Cinquantaquattro furono gli esemplari consegnati all’Aeronautica Militare a partire dal 1978 e, di questi,  la maggioranza ai due gruppi volo della 46° Brigata aerea di Pisa. Quattro, invece, furono assegnati al 14° Stormo per operazioni di Radio-Misure. A rotazione molti “Gigioni” sono passati per le mani dei piloti della Sperimentale che, oltre a continuare negli anni a sviluppare nuovi sistemi e aggiornamenti, lo hanno sempre portato nel mondo ai vari Air Show dimostrando, con manovre estremamente atipiche per un aereo cargo, le eccellenti doti acrobatiche e di STOL che il G-222 ha sempre vantato.
I maggiori successi del G-222 derivano proprio dalla sua capacità di operare su piste cortissime e poco preparate come dimostrato durante l’operazione INTERFET, a Timor Est, dove i velivoli furono gli unici in grado di operare sulla pista di Suai (905mt di lunghezza). Vincitore per ben due volte, con l’equipaggio della Sperimentale, del prestigioso “Royal International Air Tattoo” per le sue doti acrobatiche e sempre in primo piano ad ogni air show al quale ha partecipato negli anni, ha concluso la sua lunga carriera nell’AMI il 10 settembre 2005 con uno spettacolare show tattico. Gli ultimi esemplari hanno continuato a volare sotto le insegne di Icaro (Reparto Sperimentale Volo)  e del Lupo (46a Aerobrigata) ancora diversi anni, prima di essere completamente sostituiti dai C-27J Spartan.

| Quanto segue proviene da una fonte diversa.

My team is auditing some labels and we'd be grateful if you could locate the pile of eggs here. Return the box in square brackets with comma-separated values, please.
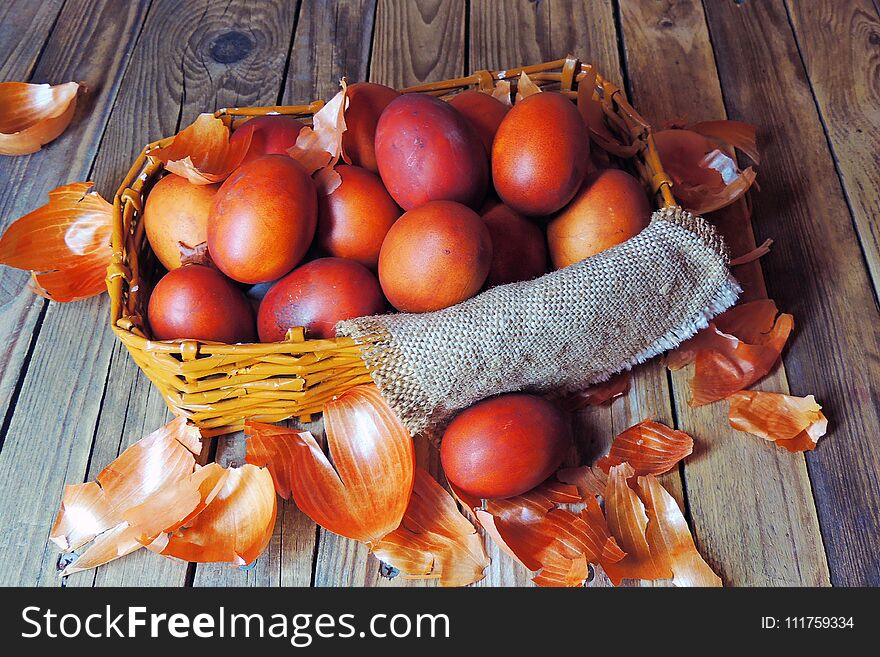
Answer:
[145, 82, 652, 345]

Utilizzatori Internazionali:
Nel 1990 il governo americano acquistò 10 G-222 rinominandoli C-27A “Chuck” per collegare gli aeroporti nella foresta di Panama. Dieci G-222L motorizzati Rolls Royce Tyne furono acquistati dall’aeronautica libica nel ’78. Alcuni esemplari furono venduti in Argentina, Nigeria, Somalia, Thailandia, Tunisia,Venezuela e, ultimamente, dieci G-222 Ex AMI sono stati ricondizionati e venduti all’Esercito Afgano.

Il Kit:

Direttamente derivata dal kit del C27J, la scatola del G-222 (N°1311) viene proposta da Italeri con la maggior parte delle stampate comuni, ma con la sostituzione degli sprue che contengono le gondole dei motori. Effettivamente la differenza “estetica” tra i due aerei è tutta lì, quindi è facilmente comprensibile la scelta della ditta di Calderara di Reno.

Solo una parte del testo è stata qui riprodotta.